What it Means to be a Prison Abolitionist


Fifth Estate # 377, March 2008

I started this work a few years ago when I became fascinated by what prisons were like in other countries and what prisoners in Saudi Arabia, Vietnam, and China had to endure. Then I became more involved in the local anarchist scene and was turned on to Independent Media and the Anarchist Black Cross (ABC). The original purpose of the ABC was to support the anarchists who were put in prison during the Russian Revolution.

A group of people on the outside organized themselves and delivered much needed support and help to their comrades on the inside. The ABC still has that mission, however, in the US, it has grown to encompass all prisoners who have the intentions of making their lives right and lifting themselves up to a higher plane of existence.

I soon learned about Stanley Tookie Williams and Mumia Abu Jamal: two very high profile death row inmates who had a positive influence on society, but were trapped in the system with no way to get out, despite each man’s mighty support from people all over the world. I found out about an open listserv called “ABC Friends” which is an international email group that is focused on anarchist prisoners and prison issues in general. Through these many emails, I was quickly brought into a deeper awareness of the level of injustice going on within the so-called justice system.

When I moved to Cleveland, the anarchists here were starting an ABC and I jumped right in. Once Cleveland ABC’s address was published in the bi-monthly ABC Network newsletter, we began receiving mail from prisoners, mostly requests for literature. I was responsible for writing the letters and sending out literature, which to me, was the most interesting aspect of the network. I also became a part of the Cleveland Independent Media Center and co-hosted a weekly radio show. Using the internet and the contacts I was developing, I learned about all kinds of political prisoners and the way the system works. On the radio show, I ran a regular prison section with current prison news, talked about what was going on with the prisoners I was in contact with, and usually had a profile about a political prisoner.

My goal for doing prisoner solidarity work is to break down the walls of separation between those of us on the outside and those of us on the inside. The most important aspect of my work is building relationships and helping out people as much as I can. Many of the prisoners I have come across have become anarchists while in prison and it has been a true joy to work with them. From the get-go, I wanted to reach out past the walls, past the concrete, past the steel, past the laws of the State, and bring a little piece of life from the outside to those who are hungry for the humanity that is in them.
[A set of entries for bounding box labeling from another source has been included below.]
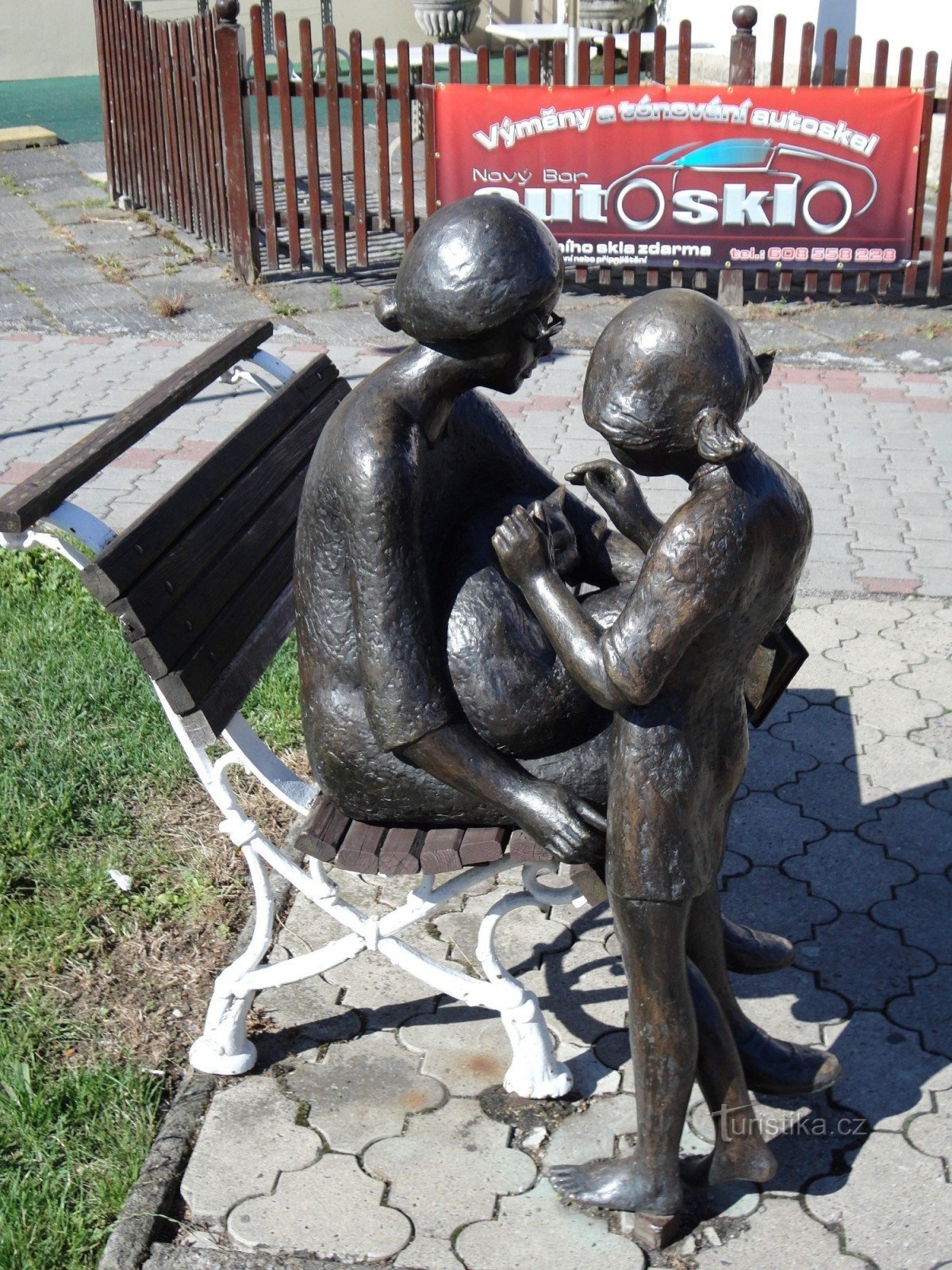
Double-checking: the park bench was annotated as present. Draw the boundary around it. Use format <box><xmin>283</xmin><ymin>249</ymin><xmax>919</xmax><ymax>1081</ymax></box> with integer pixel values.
<box><xmin>0</xmin><ymin>321</ymin><xmax>585</xmax><ymax>1097</ymax></box>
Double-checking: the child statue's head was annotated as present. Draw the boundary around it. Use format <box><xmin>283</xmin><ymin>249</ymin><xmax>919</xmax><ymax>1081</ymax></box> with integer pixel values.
<box><xmin>584</xmin><ymin>291</ymin><xmax>773</xmax><ymax>475</ymax></box>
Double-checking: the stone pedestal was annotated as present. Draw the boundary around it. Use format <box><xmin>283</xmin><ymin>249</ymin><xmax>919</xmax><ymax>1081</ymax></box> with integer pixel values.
<box><xmin>579</xmin><ymin>0</ymin><xmax>649</xmax><ymax>36</ymax></box>
<box><xmin>414</xmin><ymin>0</ymin><xmax>480</xmax><ymax>44</ymax></box>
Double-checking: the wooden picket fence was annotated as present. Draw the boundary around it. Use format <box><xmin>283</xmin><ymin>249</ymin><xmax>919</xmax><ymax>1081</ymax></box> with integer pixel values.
<box><xmin>94</xmin><ymin>0</ymin><xmax>952</xmax><ymax>302</ymax></box>
<box><xmin>94</xmin><ymin>0</ymin><xmax>231</xmax><ymax>252</ymax></box>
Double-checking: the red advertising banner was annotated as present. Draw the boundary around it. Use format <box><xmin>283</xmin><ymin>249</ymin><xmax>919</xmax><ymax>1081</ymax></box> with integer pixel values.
<box><xmin>436</xmin><ymin>84</ymin><xmax>924</xmax><ymax>269</ymax></box>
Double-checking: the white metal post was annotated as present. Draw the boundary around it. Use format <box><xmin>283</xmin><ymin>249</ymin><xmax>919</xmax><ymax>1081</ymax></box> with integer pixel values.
<box><xmin>565</xmin><ymin>0</ymin><xmax>579</xmax><ymax>87</ymax></box>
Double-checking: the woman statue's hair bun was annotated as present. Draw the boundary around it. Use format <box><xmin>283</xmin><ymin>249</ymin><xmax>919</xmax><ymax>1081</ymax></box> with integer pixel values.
<box><xmin>373</xmin><ymin>287</ymin><xmax>402</xmax><ymax>330</ymax></box>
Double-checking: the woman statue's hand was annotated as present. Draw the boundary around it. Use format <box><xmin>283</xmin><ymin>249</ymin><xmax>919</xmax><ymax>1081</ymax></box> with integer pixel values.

The relationships I have developed with prisoners over the years have become very precious to me. I have also come to realize how important those relationships are to those who I have formed them with. Those of us who reach out to those in prison are like a lifeline. We are the most valuable thing they possess. Relationships with prisoners are not the easiest to establish and maintain because both parties are coming from such different environments and the needs of prisoners are acute. I have had to assert myself in a number of instances to let the other person know where I was coming from and what my limits were.

It takes time to get something established and to get on the same page. It takes patience and continual communication but once the swing gets in motion, then things can start to happen. Each prisoner is different as far as their needs and our relationship. Some of them, I consider comrades and we collaborate on projects; some I keep in regular communication with like a pen pal. Whatever the case, it’s a small thing on my part, but a huge thing to the one on the other side. By bridging the gap, by reaching out, by making the gulf between those on the inside and those on the outside a little smaller, it’s my way of abolishing one of the prison system’s most powerful weapons: the wall of separation.

It is not easy for the human spirit to rise above its situation if it feels like the world is against them. This is exactly how the prison system is set up today. Prisoners, regardless of what they have done or the circumstances surrounding their case, are dehumanized and castrated. They go out of sight, out of mind.

“…though they shouldn’t forget about me because they are spending an average of $30,000 a year on me. For that kind of money, I should be getting the kind of treatment I deserve, but I’m not. I’m forgotten, neglected silenced. I don’t matter… For we are at the mercy of the state. We are their property, we are their slaves. Rarely will you find a slave owner who cares about his property. Usually the wardens are just actors, and their cast of characters follow their script. It’s just like a nursing home. They get all the money and leave the human to rot. Will I get out of here? I don’t know. Will I survive this hell? I don’t know. Suicide is a viable option some days, but other days I want to live, regardless of my circumstances. There is a glimmer of hope out there, somewhere. It’s dim most of the time, but I know it’s there. And it’s enough to keep me going even though the world is against me…”

People on the outside have the power to reach through the cold bars of steel and touch a human heart that lies trapped behind those bars-the heart that can soar above its circumstances if given a window. I want to bring out the human behind the iron armor. That’s what we can do through our communication and assistance to those who are truly seeking help and want to survive, to do better, to live. We can bring them a petal of freedom, a petal they will save and cherish and eventually, if we keep up the work, they will make a beautiful flower with. Yes, flowers can grow in the cold stone. I’ve seen it happen.